Both physiological and pharmacological levels of melatonin reduce DNA adduct formation induced by the carcinogen safrole.

Abstract

Hepatic DNA adduct formation induced by the chemical carcinogen, safrole, was suppressed by both endogenous pineal melatonin release and by the exogenous administration of melatonin to rats. DNA damage after administration of of melatonin to rats. DNA damage after administration of 100 mg/kg safrole (i.p.) was measured by the P1 enhanced 32P-postlabeling analysis method. The RAL (relative adduct labeling) x 10(7) of carcinogen modified DNA in the liver of untreated controls and in safrole treated animals killed during the day, at night, after pinealectomy and pinealectomy plus melatonin injection (0.15 mg/kg x 4 or a total of 0.6 mg/kg) was 0, 12.6 +/- 0.75, 10.9 +/- 0.72, 13.6 +/- 1.12 and 5.7 +/- 0.53 respectively. For the same groups of animals, circulating melatonin levels at the termination of the study were 31 +/- 3, 29 +/- 2, 276 +/- 31, 24 +/- 1 and 13,950 +/- 1016 pg/ml serum respectively.
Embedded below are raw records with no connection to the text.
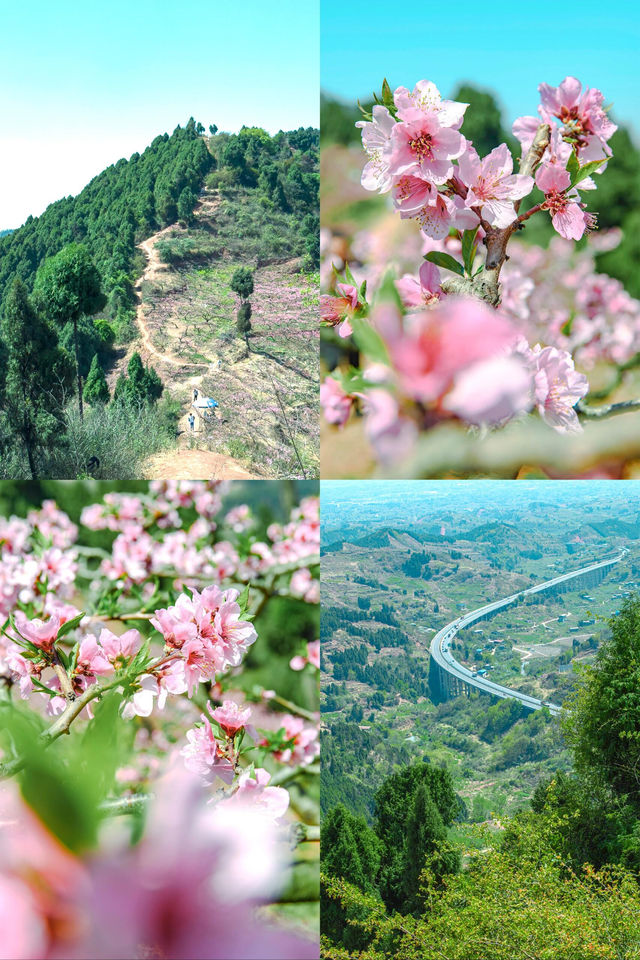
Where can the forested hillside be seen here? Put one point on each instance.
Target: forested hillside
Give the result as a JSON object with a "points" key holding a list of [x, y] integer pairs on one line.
{"points": [[77, 269], [557, 880]]}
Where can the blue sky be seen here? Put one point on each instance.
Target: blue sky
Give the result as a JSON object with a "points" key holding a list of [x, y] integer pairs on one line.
{"points": [[507, 47], [85, 83]]}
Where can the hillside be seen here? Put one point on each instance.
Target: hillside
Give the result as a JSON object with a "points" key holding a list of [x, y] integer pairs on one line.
{"points": [[166, 231]]}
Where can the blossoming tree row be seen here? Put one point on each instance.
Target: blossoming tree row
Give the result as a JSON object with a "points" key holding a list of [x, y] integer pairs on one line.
{"points": [[157, 626]]}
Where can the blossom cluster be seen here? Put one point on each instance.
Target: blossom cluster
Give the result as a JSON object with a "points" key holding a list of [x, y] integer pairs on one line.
{"points": [[438, 348], [163, 619], [435, 176]]}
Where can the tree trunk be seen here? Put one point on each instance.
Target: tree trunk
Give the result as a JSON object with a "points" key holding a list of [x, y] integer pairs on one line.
{"points": [[78, 377], [32, 466]]}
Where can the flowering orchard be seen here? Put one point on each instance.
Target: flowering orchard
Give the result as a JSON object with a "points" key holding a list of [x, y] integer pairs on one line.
{"points": [[488, 330], [159, 735]]}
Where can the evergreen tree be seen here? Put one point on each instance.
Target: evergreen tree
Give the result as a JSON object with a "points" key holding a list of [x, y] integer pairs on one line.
{"points": [[186, 202], [425, 845], [351, 851], [243, 322], [95, 388], [67, 287], [37, 375], [603, 717], [242, 282]]}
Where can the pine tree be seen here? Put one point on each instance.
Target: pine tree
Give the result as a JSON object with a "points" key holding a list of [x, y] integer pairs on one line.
{"points": [[95, 388], [67, 287], [37, 375], [350, 850], [243, 322]]}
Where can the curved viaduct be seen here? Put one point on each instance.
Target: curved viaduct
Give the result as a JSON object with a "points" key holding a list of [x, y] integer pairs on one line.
{"points": [[449, 678]]}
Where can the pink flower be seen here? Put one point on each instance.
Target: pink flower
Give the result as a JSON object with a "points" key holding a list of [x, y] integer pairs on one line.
{"points": [[41, 633], [426, 98], [313, 657], [391, 434], [230, 717], [423, 291], [492, 185], [204, 756], [120, 649], [567, 215], [491, 391], [305, 746], [558, 387], [585, 122], [424, 148], [91, 659], [336, 404], [438, 344], [273, 802], [376, 140], [338, 310]]}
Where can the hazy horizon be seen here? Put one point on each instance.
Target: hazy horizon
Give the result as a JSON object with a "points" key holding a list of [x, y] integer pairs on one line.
{"points": [[85, 90]]}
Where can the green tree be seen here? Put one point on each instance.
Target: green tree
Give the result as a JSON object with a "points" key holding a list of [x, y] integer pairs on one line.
{"points": [[242, 282], [603, 716], [351, 851], [424, 847], [243, 321], [67, 287], [186, 202], [393, 802], [37, 375], [96, 389], [141, 385]]}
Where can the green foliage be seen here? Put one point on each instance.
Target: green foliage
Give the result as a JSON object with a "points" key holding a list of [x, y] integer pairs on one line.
{"points": [[242, 282], [243, 320], [141, 385], [96, 389], [121, 206], [603, 720], [65, 783], [68, 285], [396, 802], [37, 376]]}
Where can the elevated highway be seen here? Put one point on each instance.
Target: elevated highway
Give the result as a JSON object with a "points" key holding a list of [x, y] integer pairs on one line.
{"points": [[450, 678]]}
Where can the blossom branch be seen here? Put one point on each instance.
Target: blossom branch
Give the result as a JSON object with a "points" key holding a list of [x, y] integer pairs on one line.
{"points": [[486, 286]]}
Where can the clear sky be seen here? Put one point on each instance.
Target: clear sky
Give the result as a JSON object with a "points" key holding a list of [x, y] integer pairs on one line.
{"points": [[86, 82], [507, 47]]}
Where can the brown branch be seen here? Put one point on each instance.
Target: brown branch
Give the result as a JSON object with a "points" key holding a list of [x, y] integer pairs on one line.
{"points": [[486, 285]]}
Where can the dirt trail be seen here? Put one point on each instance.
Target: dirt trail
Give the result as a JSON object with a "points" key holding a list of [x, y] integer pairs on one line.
{"points": [[184, 462]]}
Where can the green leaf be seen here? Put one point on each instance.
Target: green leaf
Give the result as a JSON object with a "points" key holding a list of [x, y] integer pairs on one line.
{"points": [[573, 166], [586, 170], [349, 276], [243, 601], [387, 95], [369, 341], [469, 249], [388, 292], [69, 625], [445, 260]]}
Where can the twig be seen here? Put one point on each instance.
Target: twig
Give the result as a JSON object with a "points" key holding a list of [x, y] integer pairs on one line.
{"points": [[486, 285]]}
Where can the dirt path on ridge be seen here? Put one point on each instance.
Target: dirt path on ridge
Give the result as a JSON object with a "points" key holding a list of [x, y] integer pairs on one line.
{"points": [[184, 462]]}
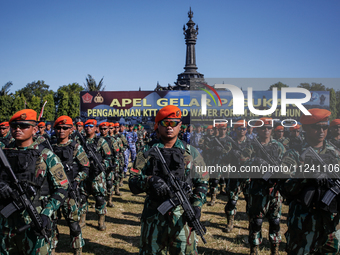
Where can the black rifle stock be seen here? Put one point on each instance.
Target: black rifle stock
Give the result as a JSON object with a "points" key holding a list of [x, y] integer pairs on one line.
{"points": [[22, 200], [177, 190]]}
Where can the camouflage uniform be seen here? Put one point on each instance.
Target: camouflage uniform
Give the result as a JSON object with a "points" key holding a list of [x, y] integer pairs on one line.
{"points": [[311, 230], [169, 232], [264, 197], [50, 177], [96, 183], [69, 208]]}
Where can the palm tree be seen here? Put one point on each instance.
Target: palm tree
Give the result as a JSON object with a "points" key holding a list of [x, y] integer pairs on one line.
{"points": [[91, 84], [5, 89]]}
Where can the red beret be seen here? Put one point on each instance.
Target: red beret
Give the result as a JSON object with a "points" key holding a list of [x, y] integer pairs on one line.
{"points": [[168, 112], [4, 124], [266, 121], [104, 124], [240, 123], [91, 121], [24, 115], [318, 115], [63, 120], [295, 127], [333, 123]]}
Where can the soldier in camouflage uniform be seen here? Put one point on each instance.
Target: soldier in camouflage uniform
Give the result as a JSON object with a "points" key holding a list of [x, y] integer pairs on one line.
{"points": [[169, 233], [96, 183], [41, 171], [334, 129], [5, 135], [76, 165], [264, 198], [236, 185], [312, 228], [111, 174]]}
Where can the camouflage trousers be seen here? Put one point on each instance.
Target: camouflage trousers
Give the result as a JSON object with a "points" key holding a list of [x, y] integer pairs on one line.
{"points": [[311, 231], [27, 242], [266, 202], [169, 233], [97, 187], [235, 187], [72, 215]]}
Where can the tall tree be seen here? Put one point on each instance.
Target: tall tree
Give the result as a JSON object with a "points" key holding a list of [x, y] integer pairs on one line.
{"points": [[5, 89], [91, 84], [278, 85]]}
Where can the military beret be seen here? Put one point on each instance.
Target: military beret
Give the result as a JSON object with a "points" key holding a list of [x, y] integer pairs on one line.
{"points": [[91, 121], [168, 112], [335, 122], [24, 115], [265, 120], [63, 120], [104, 124], [295, 127], [318, 115], [279, 128], [4, 124]]}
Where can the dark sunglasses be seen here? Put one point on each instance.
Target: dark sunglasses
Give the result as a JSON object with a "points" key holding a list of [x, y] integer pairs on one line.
{"points": [[166, 123], [318, 127], [21, 125], [62, 128], [265, 127]]}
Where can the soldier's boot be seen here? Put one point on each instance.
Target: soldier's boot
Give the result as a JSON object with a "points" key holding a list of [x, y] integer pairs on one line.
{"points": [[117, 193], [213, 200], [82, 222], [101, 222], [109, 202], [230, 225], [254, 249], [274, 248], [77, 251]]}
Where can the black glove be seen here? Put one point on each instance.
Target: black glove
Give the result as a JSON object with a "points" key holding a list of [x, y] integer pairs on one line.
{"points": [[5, 190], [158, 186]]}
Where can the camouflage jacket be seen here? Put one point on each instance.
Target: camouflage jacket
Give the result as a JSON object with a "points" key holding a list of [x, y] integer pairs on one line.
{"points": [[192, 158]]}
The higher the melatonin concentration in the serum the lower was DNA adduct formation in the rat liver. Thus, high nocturnal levels of melatonin were protective against safrole-induced DNA damage. These findings indicate that the functional pineal gland plays an important role in oncostatic actions of carcinogens such as safrole. At physiological levels, melatonin seemed to prevent especially the formation of what was referred to as the N1 DNA adduct. Melatonin's ability to suppress DNA adduct formation may relate to its inhibitory effect on a mixed function oxidase, cytochrome p-450, and on the recently identified hydroxyl radical scavenging capacity of the indole. The oncostatic action of melatonin is also suggested by its nuclear accumulation and DNA stabilization characteristics. At pharmacological levels melatonin is extremely potent in preventing DNA modification induced by the chemical carcinogen, safrole.